El estudio se centró en la metacognición, un término técnico para describir cuán acertadamente las personas pueden juzgar su propio pensamiento. En lugar de pedir a la gente que se valore con un cuestionario, el investigador empleó una prueba basada en rendimiento. Casi 200 adultos reclutados en línea completaron una tarea visual en sus propios ordenadores. En cada ensayo veían dos cuadros llenos de puntos blancos y debían decidir qué cuadro contenía más puntos. Tras elegir, valoraban cuán seguros estaban de su respuesta en una escala de seis puntos. Comparando con qué frecuencia las personas acertaban con cuánta confianza sentían, el investigador calculó tres aspectos de la habilidad metacognitiva: cuán bien la confianza seguía la corrección (sensibilidad), cuán eficiente era ese monitoreo en relación con el rendimiento básico en la tarea (eficiencia) y la tendencia general de las personas a sentirse seguras o inseguras (sesgo).

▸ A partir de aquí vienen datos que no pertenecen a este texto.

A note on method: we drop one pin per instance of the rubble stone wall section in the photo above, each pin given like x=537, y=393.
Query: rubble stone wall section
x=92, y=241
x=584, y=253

Vinculando habilidades de laboratorio con hábitos emocionales reales

Para ver cómo estas habilidades de monitoreo mental se relacionan con la vida emocional cotidiana, los participantes también completaron cuestionarios. Informaron con qué frecuencia usan revaluación y supresión, cuánta inteligencia emocional creen tener y cuánto tienden a la rumiación—dar vueltas repetidamente a pensamientos negativos. Los análisis estadísticos examinaron cómo las tres medidas metacognitivas se relacionaban con las estrategias emocionales teniendo en cuenta la inteligencia emocional autoinformada. El patrón clave fue claro: las personas cuya confianza seguía más de cerca la realidad, y que usaban la información de forma más eficiente, informaron usar la supresión con menos frecuencia. Al mismo tiempo, ninguna de las medidas metacognitivas predijo de forma fiable cuánto usaban la revaluación una vez controlada la inteligencia emocional. Curiosamente, quienes tendían a sentirse más confiados en general, independientemente de su precisión, informaron un uso ligeramente mayor tanto de revaluación como de supresión, además de más rumiación.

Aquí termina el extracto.